E aí, já pensou viver sem garantias?
A
vida é cheia de suposições silenciosas. Acreditamos que o elevador vai
funcionar hoje como funcionou ontem. Que o pão da padaria terá o mesmo gosto de
sempre. Que o amigo que sempre responde as mensagens continuará respondendo
amanhã. E até mesmo que o sol irá nascer. É um jogo de expectativas baseado num
truque antigo: a indução. O cérebro humano, preguiçoso e esperto, observa o
padrão e projeta o futuro. Funcionou até aqui? Então vai funcionar de novo.
Mas
eis que surge o velho fantasma do ceticismo indutivo, como sussurrou David
Hume no século XVIII: não há garantia nenhuma de que o futuro vai repetir o
passado. Nenhuma. Só temos o costume de acreditar que sim.
A
lógica não consegue provar que o sol nascerá amanhã — apenas que ele sempre
nasceu até hoje. A causa e o efeito que observamos no mundo (o fogo aquece a
água, a chuva molha o chão) não vêm com um selo metafísico de garantia eterna.

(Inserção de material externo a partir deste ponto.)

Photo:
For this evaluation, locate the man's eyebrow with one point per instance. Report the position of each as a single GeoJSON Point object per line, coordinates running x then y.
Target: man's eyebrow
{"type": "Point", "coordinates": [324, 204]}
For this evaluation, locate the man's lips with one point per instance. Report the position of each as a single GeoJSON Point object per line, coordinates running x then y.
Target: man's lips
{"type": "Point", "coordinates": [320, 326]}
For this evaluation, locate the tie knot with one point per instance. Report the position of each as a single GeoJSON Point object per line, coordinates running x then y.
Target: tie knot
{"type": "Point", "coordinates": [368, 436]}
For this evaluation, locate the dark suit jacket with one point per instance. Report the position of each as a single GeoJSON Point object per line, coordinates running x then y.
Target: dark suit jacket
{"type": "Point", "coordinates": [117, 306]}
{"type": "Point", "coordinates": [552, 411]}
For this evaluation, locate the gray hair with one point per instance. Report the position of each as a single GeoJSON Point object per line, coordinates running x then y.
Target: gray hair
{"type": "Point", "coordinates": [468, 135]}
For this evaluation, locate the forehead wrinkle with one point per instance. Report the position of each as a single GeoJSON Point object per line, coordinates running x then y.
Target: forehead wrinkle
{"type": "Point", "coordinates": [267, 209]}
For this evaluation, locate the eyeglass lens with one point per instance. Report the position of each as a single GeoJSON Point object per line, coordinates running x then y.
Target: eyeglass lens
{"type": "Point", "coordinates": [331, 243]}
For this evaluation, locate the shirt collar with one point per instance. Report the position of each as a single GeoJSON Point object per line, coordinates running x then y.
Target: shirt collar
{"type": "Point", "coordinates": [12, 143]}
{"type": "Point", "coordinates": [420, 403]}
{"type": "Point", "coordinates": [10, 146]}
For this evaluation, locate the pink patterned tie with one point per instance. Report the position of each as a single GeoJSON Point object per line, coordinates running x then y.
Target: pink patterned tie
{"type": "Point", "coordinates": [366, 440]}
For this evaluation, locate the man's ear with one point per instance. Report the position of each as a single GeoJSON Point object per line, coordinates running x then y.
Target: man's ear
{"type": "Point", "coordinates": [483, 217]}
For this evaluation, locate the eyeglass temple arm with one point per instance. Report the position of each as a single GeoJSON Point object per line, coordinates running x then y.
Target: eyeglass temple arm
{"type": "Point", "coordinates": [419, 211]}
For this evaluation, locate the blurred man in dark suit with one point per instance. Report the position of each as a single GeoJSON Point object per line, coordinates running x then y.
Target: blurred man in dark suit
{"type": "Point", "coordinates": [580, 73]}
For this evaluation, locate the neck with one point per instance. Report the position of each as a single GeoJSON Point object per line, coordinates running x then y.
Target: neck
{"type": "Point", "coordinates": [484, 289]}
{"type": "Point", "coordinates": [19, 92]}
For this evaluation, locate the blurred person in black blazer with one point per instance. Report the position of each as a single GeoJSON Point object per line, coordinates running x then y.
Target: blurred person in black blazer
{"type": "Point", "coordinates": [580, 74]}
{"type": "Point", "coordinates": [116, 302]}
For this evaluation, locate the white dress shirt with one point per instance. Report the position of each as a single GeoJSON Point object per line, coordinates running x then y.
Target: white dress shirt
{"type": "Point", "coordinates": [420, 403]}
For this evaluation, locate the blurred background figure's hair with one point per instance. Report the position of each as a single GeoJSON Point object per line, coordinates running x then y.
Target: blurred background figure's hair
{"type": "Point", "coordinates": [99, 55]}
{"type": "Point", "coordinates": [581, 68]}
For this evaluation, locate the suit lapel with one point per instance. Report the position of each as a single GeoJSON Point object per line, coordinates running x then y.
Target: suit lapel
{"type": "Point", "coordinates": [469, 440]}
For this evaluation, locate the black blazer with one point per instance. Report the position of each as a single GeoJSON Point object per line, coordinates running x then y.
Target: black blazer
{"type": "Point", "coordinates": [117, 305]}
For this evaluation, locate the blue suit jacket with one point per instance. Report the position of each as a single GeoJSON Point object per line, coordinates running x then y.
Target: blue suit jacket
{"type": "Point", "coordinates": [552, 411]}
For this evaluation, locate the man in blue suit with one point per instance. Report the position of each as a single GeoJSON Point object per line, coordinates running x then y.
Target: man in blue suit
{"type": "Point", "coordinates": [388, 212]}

Vêm só com a repetição. Por hábito, confiamos. Por lógica, não deveríamos.
Isso
parece uma provocação de filósofo preso na biblioteca, longe do mundo real. Mas
não é. Está no trânsito: o semáforo verde não assegura que o outro motorista
irá frear no vermelho. Está na saúde: o remédio que sempre funcionou pode, de
repente, falhar. Está no amor: aquela pessoa que sempre compreendeu seus
silêncios pode um dia não entender mais.
Talvez
por isso a vida seja um equilíbrio entre dois movimentos: prever (porque sem
isso enlouqueceríamos) e desconfiar (porque sem isso seríamos pegos de
surpresa). A senhora que confere a validade do iogurte mesmo comprando sempre
na mesma marca está, sem saber, exercendo um ceticismo indutivo doméstico. O
engenheiro que revisa a ponte todo ano, mesmo ela nunca tendo caído, também.
No
fundo, toda prudência é uma espécie de dúvida diante da indução.
Karl
Popper tentou salvar a ciência desse buraco dizendo: não
provamos que uma teoria é verdadeira; apenas aceitamos que, até hoje, ela não
foi refutada. É uma forma elegante de viver com incerteza. Como quem diz: até
segunda ordem, esta ponte aguenta o peso.
Talvez
o ceticismo indutivo seja, no fim das contas, uma lição de humildade
disfarçada. Não podemos viver duvidando de tudo — mas também não podemos viver
crendo demais. A arte da existência está em navegar entre as duas margens:
confiar o suficiente para atravessar a rua, desconfiar o bastante para olhar para
os dois lados antes.
No
mundo real, o amanhã não é uma extensão garantida do hoje. É só uma promessa
provisória — e ainda assim, é nele que apostamos toda manhã.